Essentially, the CRA is a “cybersecurity cookbook,” says Leach, of HPE. "The reference architecture articulates what your organization should look like: the key areas, the span of responsibilities, and the metrics. It ranges from the strategic part—including running response drills inside a company—to the people, to the ops, to what you should do in an actual breach,” he explains.

The architecture also includes specific use blueprints, synthesizing the common events and mapping them back to the CRA to see whether it addresses risk and operational risk, Leach adds. "The chief information security officer (CISO) is probably addressing risk as proactively as he or she can. But a CISO may not hold all of the pieces of that reference architecture and, therefore, needs to partner with others” to get the whole picture, he says. “The CRA really is a valuable end-to-end guide."

Partner With the Experts

Statistics indicate that companies need outside help with cybersecurity. Only 47 percent of the 2015 breaches Mandiant addressed were discovered internally, by a company’s own employees; in 53 percent of cases, companies learned about breaches from external sources, such as law enforcement, the media, customers or suppliers—or even the attackers themselves. Kawalec says such outside notification puts company leaders in a difficult, reactive position. "It means that they find it very hard to control the situation, to command and direct the appropriate response, and also to communicate from a position of strength,” he says. “They have to focus on understanding and tracking the behaviors of users and systems, and then match a pattern against something they know is not right."

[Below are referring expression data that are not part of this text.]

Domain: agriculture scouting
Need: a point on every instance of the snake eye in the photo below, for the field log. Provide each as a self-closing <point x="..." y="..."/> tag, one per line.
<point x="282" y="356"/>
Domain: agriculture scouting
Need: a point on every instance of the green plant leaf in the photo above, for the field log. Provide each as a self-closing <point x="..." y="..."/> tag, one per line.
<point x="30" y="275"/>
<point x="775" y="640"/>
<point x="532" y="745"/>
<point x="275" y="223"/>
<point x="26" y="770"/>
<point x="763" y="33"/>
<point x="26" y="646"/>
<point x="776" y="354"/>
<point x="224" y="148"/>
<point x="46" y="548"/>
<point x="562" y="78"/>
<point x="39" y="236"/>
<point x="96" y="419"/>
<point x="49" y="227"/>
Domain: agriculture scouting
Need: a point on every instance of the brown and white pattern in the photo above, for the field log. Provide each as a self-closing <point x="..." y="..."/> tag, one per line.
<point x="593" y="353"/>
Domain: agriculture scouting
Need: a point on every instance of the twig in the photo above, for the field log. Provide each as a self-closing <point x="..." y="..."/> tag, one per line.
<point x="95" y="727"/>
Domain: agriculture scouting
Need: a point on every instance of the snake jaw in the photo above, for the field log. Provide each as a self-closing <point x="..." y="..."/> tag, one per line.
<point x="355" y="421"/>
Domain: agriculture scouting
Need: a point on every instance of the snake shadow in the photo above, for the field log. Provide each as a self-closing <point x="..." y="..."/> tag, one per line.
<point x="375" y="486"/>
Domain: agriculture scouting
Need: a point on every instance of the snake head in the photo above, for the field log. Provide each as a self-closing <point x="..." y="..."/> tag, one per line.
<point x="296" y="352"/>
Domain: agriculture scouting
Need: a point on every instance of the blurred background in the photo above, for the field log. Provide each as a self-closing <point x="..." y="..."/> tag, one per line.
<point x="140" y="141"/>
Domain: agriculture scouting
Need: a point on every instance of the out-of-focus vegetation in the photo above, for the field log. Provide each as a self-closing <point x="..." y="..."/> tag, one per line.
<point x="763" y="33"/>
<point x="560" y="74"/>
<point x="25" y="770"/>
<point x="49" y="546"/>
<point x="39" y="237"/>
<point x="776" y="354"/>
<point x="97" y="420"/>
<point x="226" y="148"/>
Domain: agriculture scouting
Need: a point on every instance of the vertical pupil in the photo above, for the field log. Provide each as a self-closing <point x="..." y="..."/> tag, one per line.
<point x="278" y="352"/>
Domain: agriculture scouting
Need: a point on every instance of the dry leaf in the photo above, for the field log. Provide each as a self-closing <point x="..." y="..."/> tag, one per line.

More and more global companies are turning to HPE for cybersecurity remediation services underpinned by FireEye's advanced threat detection, intelligence, methodologies, and incident-response expertise. HPE-FireEye threat analysts engage as an extension of an organization’s cybersecurity team, providing insight and intelligence from the frontlines. In addition to responding to incidents, HPE and FireEye proactively hunt for indicators of compromise in their clients' environments.

With 10 security operations centers around the world, and 5,000 security professionals serving 10,000 clients, HPE offers unparalleled global reach. Additionally, FireEye has six global security operations centers providing constant detection and response to 4,400 customers. Together, the two companies form a powerful partnership in cybersecurity, Kawalec says. "When you consider the resources of a typical security team in a pretty big organization, even large security teams would only be 15 to 100 people. HPE and FireEye are able to project cybersecurity capability for a broad range of companies. That’s why people turn to us for that help."